Selain itu, PLTP Lahendong Unit 1 yang dioperasikan PLN juga dalam keadaan rusak. Itu semua hanya karena pengurangan biaya operasi. Menurut Abadi, perusahaan-perusahaan yang tertarik di bisnis panas bumi, sebagian besar adalah perusahaan minyak karena memiliki kesesuaian karakter dan kompetensinya di sektor hulu.
"Di dunia, perusahaan yang mengembangkan panas bumi seperti Chevron, yang bergerak di hulu. Di Indonesia demikian pula, ada Pertamina dan Supreme Energy yang notebenenya perusahaan migas. Jadi susah dimengerti keinginan PLN yang mau mengakuisisi Chevron dan PGE," katanya.
Direktur Panas Bumi Direktorat Energi Baru Terbarukan dan Konservasi Energi Kementerian Energi dan Sumber Daya Mineral (ESDM), Yunus Saifulhak mengatakan rencana akuisisi PGE oleh PLN bukan hal yang mudah untuk direalisasikan. Apalagi yang memiliki kemampuan dalam pengembangan panas bumi adalah Pertamina.
"Tapi tentu itu domain Kementerian BUMN. Concern kami adalah bagaimana eksplorasi dipercepat, sehingga panas bumi bisa berkembang," ujarnya.
Sementara itu Sekretaris Perusahaan PGE, Tafif Azimudin mengatakan saat ini PGE tengah mengerjakan lima proyek panas bumi sekaligus, tiga di antaranya akan beroperasi tahun ini.
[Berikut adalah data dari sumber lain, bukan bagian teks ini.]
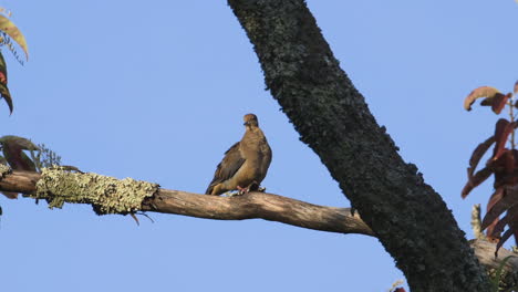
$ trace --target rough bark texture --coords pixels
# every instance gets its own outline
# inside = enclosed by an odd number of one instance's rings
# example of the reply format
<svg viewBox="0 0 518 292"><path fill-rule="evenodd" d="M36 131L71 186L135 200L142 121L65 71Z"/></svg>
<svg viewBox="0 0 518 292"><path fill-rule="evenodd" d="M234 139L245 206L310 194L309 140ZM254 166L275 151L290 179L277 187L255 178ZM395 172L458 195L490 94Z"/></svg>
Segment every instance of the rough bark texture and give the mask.
<svg viewBox="0 0 518 292"><path fill-rule="evenodd" d="M340 69L303 0L229 0L267 87L301 140L405 273L412 291L488 291L441 196L406 164Z"/></svg>
<svg viewBox="0 0 518 292"><path fill-rule="evenodd" d="M64 178L69 176L70 174L63 171ZM39 199L45 199L49 202L58 200L69 204L89 204L96 213L100 213L100 209L105 208L105 202L108 202L113 210L121 209L116 206L113 207L113 200L110 198L117 199L117 191L114 191L114 187L116 188L118 184L107 185L103 179L92 180L92 176L99 177L99 175L93 174L73 174L73 176L79 177L79 179L68 179L66 182L63 182L64 178L59 178L58 174L48 176L45 178L45 180L49 180L46 184L53 185L55 182L66 185L66 187L53 188L53 191L45 188L42 191L37 188L37 186L41 185L38 184L42 177L40 174L14 170L0 180L0 190L22 192L31 197L37 196ZM89 181L87 184L84 182L85 179ZM95 190L104 199L99 200L93 197L94 194L86 194L86 191L81 190L82 188ZM138 191L139 187L137 186L134 192ZM128 189L125 190L127 196L134 197L131 192ZM52 206L50 205L50 207ZM134 209L134 211L138 210L217 220L257 218L321 231L374 236L358 213L355 216L351 215L350 208L318 206L265 192L249 192L237 197L217 197L182 190L159 189L152 197L145 198L139 208ZM126 215L128 212L123 208L120 213Z"/></svg>
<svg viewBox="0 0 518 292"><path fill-rule="evenodd" d="M33 197L38 190L39 181L41 182L42 175L31 171L12 171L2 173L3 178L0 180L0 191L22 192ZM92 174L75 174L91 178ZM52 177L55 177L54 174ZM52 179L51 179L52 180ZM58 179L60 181L61 179ZM72 180L71 180L72 181ZM75 180L76 182L66 182L69 188L59 188L56 191L44 191L40 196L42 199L53 201L59 199L69 204L87 204L96 210L95 205L99 202L92 200L92 195L86 195L85 199L80 199L85 195L71 194L70 189L77 189L73 186L84 185L83 179ZM122 180L121 180L122 181ZM151 182L149 182L151 184ZM113 186L107 186L102 180L90 181L87 188L97 189L106 194L108 197L117 197L113 192ZM135 192L139 192L139 187ZM40 190L41 191L41 190ZM128 196L133 196L131 190L126 190ZM182 190L158 189L152 197L147 197L142 201L142 206L137 208L139 211L154 211L162 213L175 213L189 217L207 218L215 220L245 220L245 219L265 219L270 221L282 222L291 226L297 226L307 229L338 232L338 233L359 233L374 237L374 232L369 226L362 221L358 212L352 216L350 208L334 208L325 206L317 206L282 196L265 192L249 192L245 196L237 197L217 197L200 194L193 194ZM137 211L135 210L135 211ZM97 212L99 213L99 212ZM121 211L121 215L127 215L127 211ZM472 241L472 248L475 249L475 254L480 262L489 270L498 269L503 259L508 255L515 255L511 251L500 249L498 258L495 258L496 243L488 242L484 239ZM511 259L506 268L514 282L518 271L518 259ZM512 283L514 283L512 282Z"/></svg>

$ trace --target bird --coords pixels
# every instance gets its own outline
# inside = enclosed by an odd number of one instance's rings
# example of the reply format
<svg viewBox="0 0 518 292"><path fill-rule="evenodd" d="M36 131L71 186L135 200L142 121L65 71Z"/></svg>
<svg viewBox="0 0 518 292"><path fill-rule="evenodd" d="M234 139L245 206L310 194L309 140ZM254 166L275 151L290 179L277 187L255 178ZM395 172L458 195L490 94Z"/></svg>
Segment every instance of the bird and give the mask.
<svg viewBox="0 0 518 292"><path fill-rule="evenodd" d="M255 114L244 116L245 135L226 153L214 173L206 195L219 196L229 190L242 195L256 190L271 163L271 148Z"/></svg>

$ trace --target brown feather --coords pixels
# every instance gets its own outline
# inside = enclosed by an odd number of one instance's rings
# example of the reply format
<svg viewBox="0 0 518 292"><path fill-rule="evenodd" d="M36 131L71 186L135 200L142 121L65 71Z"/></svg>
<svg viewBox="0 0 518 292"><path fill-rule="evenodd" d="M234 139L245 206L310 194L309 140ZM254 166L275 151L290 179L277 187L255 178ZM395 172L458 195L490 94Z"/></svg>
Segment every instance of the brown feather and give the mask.
<svg viewBox="0 0 518 292"><path fill-rule="evenodd" d="M246 115L245 125L245 135L225 153L205 194L221 195L238 187L259 186L265 179L271 163L270 146L256 115Z"/></svg>

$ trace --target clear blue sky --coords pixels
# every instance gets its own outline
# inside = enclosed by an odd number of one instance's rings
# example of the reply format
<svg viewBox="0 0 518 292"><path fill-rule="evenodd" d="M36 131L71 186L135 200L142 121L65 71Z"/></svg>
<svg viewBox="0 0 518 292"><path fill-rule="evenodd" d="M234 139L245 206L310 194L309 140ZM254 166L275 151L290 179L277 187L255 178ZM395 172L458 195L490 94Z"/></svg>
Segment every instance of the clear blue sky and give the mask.
<svg viewBox="0 0 518 292"><path fill-rule="evenodd" d="M203 192L252 112L273 149L263 185L346 207L319 158L265 91L251 44L226 1L0 1L30 61L4 51L14 113L1 135L44 143L63 163ZM518 4L503 1L309 1L371 111L472 237L462 200L470 152L493 132L474 87L518 79ZM0 289L32 291L386 291L403 279L374 238L262 220L149 213L155 223L49 210L0 198Z"/></svg>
Sisanya, akan beroperasi pada 2017.
"Baru PGE satu-satunya perusahaan di Indonesia, bahkan di dunia yang mengerjakan lima proyek panas bumi sekaligus. Kita memang diinstruksikan untuk seprogresif mungkin mengembangkan panas bumi oleh Pertamina," ungkap dia.
Menurut Tafif, PGE mendapat dukungan penuh dari induk usahanya, Perrtamina, dalam mengembangkan sektor panas bumi. Apalagi dengan infrastruktur dan kompentensi Pertamina di upstream (sektor hulu), operasional PGE sangat terbantu.
"Rig kita tinggal minta ke PDSI. Kita juga dapat dukungan dari Elnusa. Kita sangat kuat di upstream karena dapat dukungan penuh Pertamina, " katanya.